Carper, J. 1995. Stop Aging Now. HarperCollins Publishers, 10 East 53rd Street, New York, New York 10022-5299. Pp. 68-72; 347-348.

Chan P, Huang TY, Chen YJ, Huang WP, Liu YC. 1998. Randomized, double-blind, placebo-controlled study of the safety and efficacy of vitamin B complex in the treatment of nocturnal leg cramps in elderly patients with hypertension. J Clin Pharmacol. 1998 Dec; 38(12): 1151-4.

Duke JA. 1992. Handbook of Biologically Active Phytochemicals and their Activities. CRC Press, Boca Raton, FL, p. 144.
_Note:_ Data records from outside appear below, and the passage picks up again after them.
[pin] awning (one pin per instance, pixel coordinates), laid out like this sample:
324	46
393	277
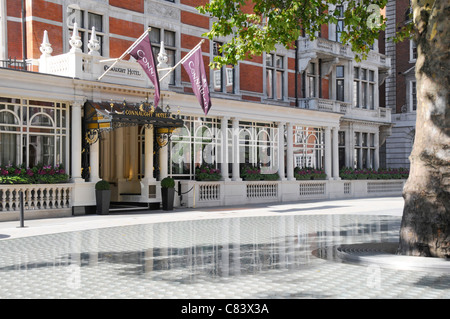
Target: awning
105	116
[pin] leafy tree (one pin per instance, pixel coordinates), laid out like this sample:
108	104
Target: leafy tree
254	27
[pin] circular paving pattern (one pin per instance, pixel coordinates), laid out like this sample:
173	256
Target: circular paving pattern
251	257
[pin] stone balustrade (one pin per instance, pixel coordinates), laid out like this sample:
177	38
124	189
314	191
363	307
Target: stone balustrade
36	198
223	193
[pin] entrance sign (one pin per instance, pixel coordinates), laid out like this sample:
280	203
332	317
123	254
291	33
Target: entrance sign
195	68
106	116
143	53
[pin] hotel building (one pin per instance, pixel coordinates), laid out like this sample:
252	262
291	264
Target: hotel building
313	106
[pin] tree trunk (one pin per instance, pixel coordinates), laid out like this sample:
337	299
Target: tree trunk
425	228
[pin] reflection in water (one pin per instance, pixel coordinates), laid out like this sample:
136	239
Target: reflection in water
186	251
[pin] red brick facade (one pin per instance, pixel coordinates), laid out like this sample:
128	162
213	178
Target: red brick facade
122	31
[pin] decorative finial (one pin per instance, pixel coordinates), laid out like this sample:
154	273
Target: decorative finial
94	44
46	47
162	56
75	40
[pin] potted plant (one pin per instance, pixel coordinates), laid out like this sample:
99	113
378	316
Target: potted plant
167	193
207	172
251	173
102	197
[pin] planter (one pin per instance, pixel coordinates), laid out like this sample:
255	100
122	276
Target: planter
167	197
103	200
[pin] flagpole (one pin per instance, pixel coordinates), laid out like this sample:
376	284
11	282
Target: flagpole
125	53
181	61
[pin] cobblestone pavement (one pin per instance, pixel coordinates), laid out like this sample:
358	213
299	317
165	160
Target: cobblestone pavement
242	255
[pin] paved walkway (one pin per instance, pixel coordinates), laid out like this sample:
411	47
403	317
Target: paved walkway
259	251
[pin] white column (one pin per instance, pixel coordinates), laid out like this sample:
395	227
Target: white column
348	149
148	144
328	155
281	151
224	132
118	152
94	157
360	151
235	173
76	142
335	154
163	158
376	165
290	153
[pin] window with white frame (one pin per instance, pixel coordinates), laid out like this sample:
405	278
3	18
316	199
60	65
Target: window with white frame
313	80
258	146
33	132
156	36
340	79
364	88
274	76
85	21
223	78
340	23
308	147
413	95
364	150
196	143
412	50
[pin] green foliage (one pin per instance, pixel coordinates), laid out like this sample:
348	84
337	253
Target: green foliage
102	185
367	173
250	173
270	177
168	182
39	174
206	172
308	173
258	26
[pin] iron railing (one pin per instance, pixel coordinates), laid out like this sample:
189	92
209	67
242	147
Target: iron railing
16	64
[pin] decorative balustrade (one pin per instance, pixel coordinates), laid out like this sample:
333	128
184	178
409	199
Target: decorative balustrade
35	197
324	105
209	192
312	189
262	190
223	193
333	48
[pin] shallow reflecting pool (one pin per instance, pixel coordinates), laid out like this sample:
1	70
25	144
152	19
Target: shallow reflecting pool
254	257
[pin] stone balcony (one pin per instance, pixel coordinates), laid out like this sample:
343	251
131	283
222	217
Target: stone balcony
324	48
380	114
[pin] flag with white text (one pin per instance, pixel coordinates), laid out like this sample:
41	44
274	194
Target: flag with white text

Healton, E.B. 1991. Neurological aspects of cobalamin deficiency. Medicine (Baltimore) July 1991; 70(4): 229-245.

Wilson ML, Murphy PA. 2001. Herbal and dietary therapies for primary and secondary dysmenorrhoea. Cochrane Database Syst Rev. 2001; (3): CD002124. Review.

Additional Information:

Positive Clinical Trial Results on Treating Nocturnal Leg Cramps:

Nocturnal leg cramps are a common and troublesome problem in elderly individuals, and their etiology is unknown. Treatment with quinine is a common practice, but the effectiveness of the drug is doubtful and adverse drug effects are common. This randomized, double-blind, placebo-controlled study was conducted to evaluate the safety and efficacy of vitamin B complex capsules (fursulthiamine 50 mg, hydroxocobalamin 250 micrograms, pyridoxal phosphate 30 mg, and riboflavin 5 mg) in 28 elderly patients with hypertension who had severe nocturnal leg cramps that disturbed their sleep. Self-reported ratings of leg cramp frequency, duration, and intensity were used to evaluate severity of nocturnal leg cramps. Both the patients taking vitamin B capsules (n = 14) and those taking placebo (n = 14) received medications three times daily, and were examined regularly at 2-week intervals for 3 months. After 3 months, 86% of the patients taking vitamin B had prominent remission of leg cramps, whereas those taking placebo had no significant difference from baseline. Treatment with vitamin B complex significantly reduced the frequency, intensity, and duration of nocturnal leg cramps. Because quinine is not without potential for side effects, and vitamin B complex is a relatively safe and effective alternative, clinicians should reconsider the treatment of choice for nocturnal leg cramps.

Vitamin B12 Deficiency:

Vitamin B12 deficiency affects about one quarter of North Americans and is more common in the elderly and in adults with several predisposing conditions. Vitamin B12 deficiency is often undetected and can lead to devastating and irreversible complications. Symptoms of deficiency include: loss of appetite; diarrhea; numbness and tingling of hands and feet; paleness; shortness of breath; fatigue; weakness; sore mouth and tongue; depressed deep tendon reflexes; and confusion or dementia in severe or advanced cases. Diagnosis is easy with the help of many available laboratory tests. Early treatment is effective and prevents disability from anemia and neurological problems. There are several possible causes of vitamin B12 deficiency. The main causes include: dietary deficiencies (i.e. a strict vegetarian diet excluding all meat, fish, dairy products, and eggs), chronic alcoholism, abdominal or intestinal surgery that eliminates the site of intrinsic factor production or absorption, Crohn’s disease, other intestinal malabsorption disorders, fish tape worm, and pernicious anemia caused by a deficiency in the production of intrinsic factor. B12 deficiency anemia results in a decrease in the number of red cells in the blood. An elevated MMA level is viewed as the most specific marker for vitamin B12 deficiency except in chronic renal failure, in which MMA increases independently of B12 levels.